The University of Auckland will not tolerate cheating, or assisting others to cheat, and views cheating in coursework as a serious academic offence. The work that a student submits for grading must be the student's own work, reflecting their learning. Where work from other sources is used, it must be properly acknowledged and referenced. This requirement also applies to sources on the internet. A student's assessed work may be reviewed against online source material using computerised detection mechanisms.

Inclusive Learning

All students are asked to discuss any impairment related requirements privately, face to face and/or in written form with the course coordinator, lecturer or tutor.

Student Disability Services also provides support for students with a wide range of impairments, both visible and invisible, to succeed and excel at the University. For more information and contact details, please visit the Student Disability Services’ website

Special Circumstances

If your ability to complete assessed coursework is affected by illness or other personal circumstances outside of your control, contact a member of teaching staff as soon as possible before the assessment is due.

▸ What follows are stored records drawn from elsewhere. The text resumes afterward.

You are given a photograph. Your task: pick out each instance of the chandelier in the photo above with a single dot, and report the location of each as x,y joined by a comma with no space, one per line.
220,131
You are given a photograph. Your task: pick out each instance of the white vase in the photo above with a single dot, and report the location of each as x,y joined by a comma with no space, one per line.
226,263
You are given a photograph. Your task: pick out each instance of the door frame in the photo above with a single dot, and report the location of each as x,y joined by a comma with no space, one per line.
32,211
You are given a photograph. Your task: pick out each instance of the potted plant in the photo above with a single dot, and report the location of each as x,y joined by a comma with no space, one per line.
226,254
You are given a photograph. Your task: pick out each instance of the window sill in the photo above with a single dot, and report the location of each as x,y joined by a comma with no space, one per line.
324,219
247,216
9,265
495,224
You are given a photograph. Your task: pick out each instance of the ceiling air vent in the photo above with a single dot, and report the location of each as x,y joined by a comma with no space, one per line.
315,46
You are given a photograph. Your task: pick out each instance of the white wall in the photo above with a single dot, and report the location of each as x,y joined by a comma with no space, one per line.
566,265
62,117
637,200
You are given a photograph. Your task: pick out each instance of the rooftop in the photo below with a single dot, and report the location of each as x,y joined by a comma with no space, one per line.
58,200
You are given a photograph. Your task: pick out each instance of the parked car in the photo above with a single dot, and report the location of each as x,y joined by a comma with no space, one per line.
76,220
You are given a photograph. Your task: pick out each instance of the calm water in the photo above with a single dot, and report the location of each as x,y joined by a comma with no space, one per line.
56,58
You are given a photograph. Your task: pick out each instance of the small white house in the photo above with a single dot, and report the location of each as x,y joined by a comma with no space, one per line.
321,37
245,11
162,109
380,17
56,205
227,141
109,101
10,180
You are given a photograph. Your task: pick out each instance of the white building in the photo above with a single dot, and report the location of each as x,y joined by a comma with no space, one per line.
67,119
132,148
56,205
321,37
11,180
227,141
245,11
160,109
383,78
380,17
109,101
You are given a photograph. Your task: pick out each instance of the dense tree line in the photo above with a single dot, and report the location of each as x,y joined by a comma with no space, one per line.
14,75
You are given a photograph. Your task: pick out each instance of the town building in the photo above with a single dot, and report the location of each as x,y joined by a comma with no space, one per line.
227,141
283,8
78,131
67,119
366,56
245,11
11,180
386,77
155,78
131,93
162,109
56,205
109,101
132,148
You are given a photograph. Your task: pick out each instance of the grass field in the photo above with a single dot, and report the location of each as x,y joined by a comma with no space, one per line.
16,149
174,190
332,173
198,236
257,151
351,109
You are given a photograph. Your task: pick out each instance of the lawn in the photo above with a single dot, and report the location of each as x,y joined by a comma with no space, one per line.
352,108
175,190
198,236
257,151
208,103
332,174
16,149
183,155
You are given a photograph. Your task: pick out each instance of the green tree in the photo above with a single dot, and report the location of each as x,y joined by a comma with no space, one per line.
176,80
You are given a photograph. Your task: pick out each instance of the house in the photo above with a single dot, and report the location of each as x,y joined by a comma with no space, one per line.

If your personal circumstances significantly affect your performance, or preparation, for an exam or eligible written test, refer to the University’s aegrotat or compassionate consideration page

This should be done as soon as possible and no later than seven days after the affected test or exam date.

Learning Continuity

In the event of an unexpected disruption we undertake to maintain the continuity and standard of teaching and learning in all your courses throughout the year. If there are unexpected disruptions the University has contingency plans to ensure that access to your course continues and your assessment is fair, and not compromised. Some adjustments may need to be made in emergencies. You will be kept fully informed by your course co-ordinator, and if disruption occurs you should refer to the University Website for information about how to proceed.

Student Charter and Responsibilities

The Student Charter assumes and acknowledges that students are active participants in the learning process and that they have responsibilities to the institution and the international community of scholars. The University expects that students will act at all times in a way that demonstrates respect for the rights of other students and staff so that the learning environment is both safe and productive. For further information visit Student Charter


Elements of this outline may be subject to change. The latest information about the course will be available for enrolled students in Canvas.

In this course you may be asked to submit your coursework assessments digitally. The University reserves the right to conduct scheduled tests and examinations for this course online or through the use of computers or other electronic devices. Where tests or examinations are conducted online remote invigilation arrangements may be used. The final decision on the completion mode for a test or examination, and remote invigilation arrangements where applicable, will be advised to students at least 10 days prior to the scheduled date of the assessment, or in the case of an examination when the examination timetable is published.